“Auméntanos,
Señor, la fe”; esta también podría ser nuestra petición hoy y siempre.
Pidámoslo con sinceridad, sin miedo. La fe no va a provocar nada malo para
nosotros mismos. Solo provocará el compromiso con Aquel en el que creemos, pues
la fe habla de alianza, de fidelidad, de ser fieles. Hay que pedirla porque es
un don, es un regalo que Dios da. No es que el Señor quiera más a unos que a
otros, y por eso a unos se la da en mayor y a otros en menor medida; en
absoluto. La fe fue depositada de igual modo para todos nosotros en el día de
nuestro Bautismo, en ese justo instante, podríamos decir que todos éramos
santos y santas; todos partíamos de cero. A partir de entonces, ¿qué ha
sucedido para dejar de serlo o para no conservar con vitalidad la fe?
Porque de eso se trata de conservar,
o mejor dicho vitalizar o revitalizar la fe. Si la semilla no se riega, si no
se cuida, si no la da el sol, ¿qué podemos esperar de ella? Sin embargo, como
nos ha dicho el Evangelio, aunque la semilla sea pequeña, tiene capacidad, con
el cuidado de Dios, de poder germinar y hacerse una planta muy grande, capaz de
cobijar a otros. Por eso la misión de la semilla es dar fruto, y este hace
feliz al mundo, puesto que valoramos la cantidad de la semilla, aunque por
nuestra denominación sabemos, que a veces algunas de estas semillas o frutos,
habrán de sacrificarse por el engorde o la mejoría de las otras: pasaba antaño
cuando había que entresacar remolachas, o ahora cuando se vendimia en verde.
La fe, como digo, habla del creer,
de creer en quien nos ha creado por amor. La fe es la que suscita dentro de
nosotros el mantenimiento de una relación de amistad, de amor, con ese creador,
al que le debemos todo y Él a nosotros no nos debe nada, aunque nos lo da todo,
porque su misión es dar la vida sin miserias, sin tener en cuenta, esto, lo
otro, o lo de más allá.
Y en ese mantener la relación con
este Dios que es Persona, Dios y hombre a la vez, está la oración, el modo que
me hace capaz de poder relacionarme. Y en medio de esa conversación entre Dios
y yo, surge de todo, igual que ocurre en las relaciones con mis semejantes. Los
distintos modos de oración son tantos como podamos imaginar, podemos recurrir a
cada uno de ellos según como nos encontremos, pero como el salmista, también
nosotros nos habremos encontrado en la situación de no sentir nada, de no
escuchar nada, de no oír la voz de Dios. Quizá porque buscamos que nuestra
oración sea tan eficaz como nosotros queramos, es decir, construimos un Dios a
nuestra medida, que se parece más a aquel que asaltaba los supermercados para
-según decía él- ayudar a los más desfavorecidos. Los hombres tenemos unas
reglas, y Dios también. Si queremos encontrar la eficacia de la oración, busquémosla,
pero sin esperar nada a cambio, y más bien, en esa oración, ofrécete, que le aportas
tú para ser testigo de la fe en medio de un mundo en el que esta parece que
brilla por su ausencia, y no solo en lo que respecta a la fe en Dios, sino
también en la fe en los otros, donde abunda la desconfianza y el duelo. Entonces,
cuando uno va a la oración para ponerse en la simple presencia del Señor,
descubrirá paz, sosiego, deseos de ser amado, y de amar.
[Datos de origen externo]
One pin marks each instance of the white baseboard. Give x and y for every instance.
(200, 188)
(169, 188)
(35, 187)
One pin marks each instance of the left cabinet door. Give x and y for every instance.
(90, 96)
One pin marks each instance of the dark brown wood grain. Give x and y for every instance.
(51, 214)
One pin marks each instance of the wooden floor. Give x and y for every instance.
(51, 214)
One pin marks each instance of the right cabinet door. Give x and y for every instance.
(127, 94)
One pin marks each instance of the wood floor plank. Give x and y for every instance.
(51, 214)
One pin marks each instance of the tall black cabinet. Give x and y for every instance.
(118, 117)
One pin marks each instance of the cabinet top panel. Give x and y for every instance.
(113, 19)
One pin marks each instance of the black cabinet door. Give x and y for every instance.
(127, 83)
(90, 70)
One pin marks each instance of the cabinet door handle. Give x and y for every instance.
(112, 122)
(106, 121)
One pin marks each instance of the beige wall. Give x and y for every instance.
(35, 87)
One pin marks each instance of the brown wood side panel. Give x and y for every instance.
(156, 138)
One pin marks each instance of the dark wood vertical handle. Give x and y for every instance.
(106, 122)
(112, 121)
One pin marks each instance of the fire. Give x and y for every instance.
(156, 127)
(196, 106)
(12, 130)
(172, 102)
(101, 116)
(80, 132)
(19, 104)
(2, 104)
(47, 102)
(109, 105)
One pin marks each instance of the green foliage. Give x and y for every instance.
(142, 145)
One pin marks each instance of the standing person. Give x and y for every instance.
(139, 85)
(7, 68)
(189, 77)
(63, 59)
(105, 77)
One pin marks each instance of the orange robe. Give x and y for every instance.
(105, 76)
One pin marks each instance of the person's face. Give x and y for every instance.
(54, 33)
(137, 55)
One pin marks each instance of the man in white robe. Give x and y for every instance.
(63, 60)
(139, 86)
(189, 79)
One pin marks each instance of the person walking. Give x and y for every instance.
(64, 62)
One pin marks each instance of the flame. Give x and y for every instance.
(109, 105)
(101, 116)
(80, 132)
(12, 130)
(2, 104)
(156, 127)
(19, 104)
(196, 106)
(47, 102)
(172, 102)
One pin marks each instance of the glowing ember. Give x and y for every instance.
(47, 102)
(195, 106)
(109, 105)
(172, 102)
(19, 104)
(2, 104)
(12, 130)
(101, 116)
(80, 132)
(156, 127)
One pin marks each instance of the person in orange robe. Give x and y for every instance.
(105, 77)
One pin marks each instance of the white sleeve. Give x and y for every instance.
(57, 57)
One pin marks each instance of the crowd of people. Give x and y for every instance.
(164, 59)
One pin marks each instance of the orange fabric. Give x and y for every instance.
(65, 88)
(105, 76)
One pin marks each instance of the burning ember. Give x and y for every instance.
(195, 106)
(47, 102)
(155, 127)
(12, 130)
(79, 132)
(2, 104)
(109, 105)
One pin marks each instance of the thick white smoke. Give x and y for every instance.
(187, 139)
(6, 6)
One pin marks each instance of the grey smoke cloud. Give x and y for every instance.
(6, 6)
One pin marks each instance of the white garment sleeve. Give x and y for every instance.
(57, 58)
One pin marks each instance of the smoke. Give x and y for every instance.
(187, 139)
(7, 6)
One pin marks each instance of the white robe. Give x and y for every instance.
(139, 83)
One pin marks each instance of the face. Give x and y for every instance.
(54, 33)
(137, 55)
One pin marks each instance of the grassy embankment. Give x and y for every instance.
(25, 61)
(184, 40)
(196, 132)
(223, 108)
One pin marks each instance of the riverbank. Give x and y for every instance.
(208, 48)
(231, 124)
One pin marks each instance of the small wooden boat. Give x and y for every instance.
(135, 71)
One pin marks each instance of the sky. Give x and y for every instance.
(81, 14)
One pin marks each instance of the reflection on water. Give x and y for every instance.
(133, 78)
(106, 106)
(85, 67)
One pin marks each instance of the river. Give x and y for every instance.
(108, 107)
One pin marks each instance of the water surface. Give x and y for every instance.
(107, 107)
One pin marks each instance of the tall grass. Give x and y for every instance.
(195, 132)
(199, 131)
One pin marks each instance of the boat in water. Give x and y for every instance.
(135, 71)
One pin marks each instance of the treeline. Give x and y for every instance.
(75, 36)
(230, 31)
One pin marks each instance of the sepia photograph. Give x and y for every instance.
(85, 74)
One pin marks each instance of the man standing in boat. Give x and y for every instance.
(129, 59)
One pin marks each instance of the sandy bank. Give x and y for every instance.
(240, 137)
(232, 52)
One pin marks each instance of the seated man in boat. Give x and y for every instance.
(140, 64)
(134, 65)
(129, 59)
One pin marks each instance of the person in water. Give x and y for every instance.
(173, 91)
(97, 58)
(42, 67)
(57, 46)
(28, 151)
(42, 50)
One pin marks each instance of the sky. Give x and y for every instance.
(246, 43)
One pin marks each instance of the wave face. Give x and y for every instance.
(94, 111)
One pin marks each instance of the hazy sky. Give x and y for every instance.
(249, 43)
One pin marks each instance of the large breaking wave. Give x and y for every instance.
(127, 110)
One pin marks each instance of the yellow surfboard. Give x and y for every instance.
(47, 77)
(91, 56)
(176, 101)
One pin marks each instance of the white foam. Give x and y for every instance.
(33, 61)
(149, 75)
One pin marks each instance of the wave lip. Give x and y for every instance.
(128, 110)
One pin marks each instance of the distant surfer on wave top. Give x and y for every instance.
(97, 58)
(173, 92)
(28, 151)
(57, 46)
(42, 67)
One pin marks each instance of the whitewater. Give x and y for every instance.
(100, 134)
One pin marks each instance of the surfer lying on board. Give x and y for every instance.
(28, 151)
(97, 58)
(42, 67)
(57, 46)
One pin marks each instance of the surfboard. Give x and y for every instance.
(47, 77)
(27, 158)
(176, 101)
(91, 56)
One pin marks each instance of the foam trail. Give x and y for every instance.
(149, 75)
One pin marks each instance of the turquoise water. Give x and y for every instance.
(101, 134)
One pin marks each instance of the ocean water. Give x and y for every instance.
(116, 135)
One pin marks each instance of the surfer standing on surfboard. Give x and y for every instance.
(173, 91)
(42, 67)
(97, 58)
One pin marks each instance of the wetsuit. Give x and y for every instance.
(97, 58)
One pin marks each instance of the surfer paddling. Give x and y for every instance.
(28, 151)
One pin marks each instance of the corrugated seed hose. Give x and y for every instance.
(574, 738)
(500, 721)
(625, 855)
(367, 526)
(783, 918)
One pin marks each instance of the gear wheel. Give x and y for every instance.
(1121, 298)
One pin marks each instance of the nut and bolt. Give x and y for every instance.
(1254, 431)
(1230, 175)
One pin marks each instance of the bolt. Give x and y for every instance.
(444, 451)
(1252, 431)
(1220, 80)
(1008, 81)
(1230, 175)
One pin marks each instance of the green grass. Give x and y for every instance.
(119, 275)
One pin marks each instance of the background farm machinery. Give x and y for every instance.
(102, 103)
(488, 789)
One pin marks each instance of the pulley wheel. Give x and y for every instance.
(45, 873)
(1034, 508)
La gente busca esta paz, y
tristemente en una cultura cristiana como la nuestra se busca en otras fuentes
distintas a las que parte de la pila bautismal. Y el peligro está en buscar
siempre la compensación fuera de casa. Cada día hay más personas que hacen
yoga, taichí, esoterismo, libros de autoayuda, etc. Sin embargo, los
cristianos, hace mucho que tenemos remansos de paz, oasis de tranquilidad, y no
lo aprovechamos, quizá por desconocimiento. A la oración se ha de ir sin
prisas, a la oración no se puede estar pensando en cuándo termina.
Y, por último, seamos nosotros, como
nos anima San Pablo a su amigo obispo Timoteo, testigos de la fe y de la
relación con Dios. Decía el beato Pablo VI que el mundo no hace mucho caso a
los maestros, sino a los testigos, y si tiene en cuenta lo que dicen los
maestros es porque son testigos. No todo en esta vida es comer, beber y pasarlo
bien, sin problemas y con indiferencia respecto de lo que ocurre a nuestro
alrededor. La fe o es comprometida o no vale para nada, pues de que nos sirve
decir: “Señor, Señor”, si no hacemos la voluntad de Dios.
Pidamos
tener una fe como la de María, siempre dispuesta a hacer la voluntad de Dios.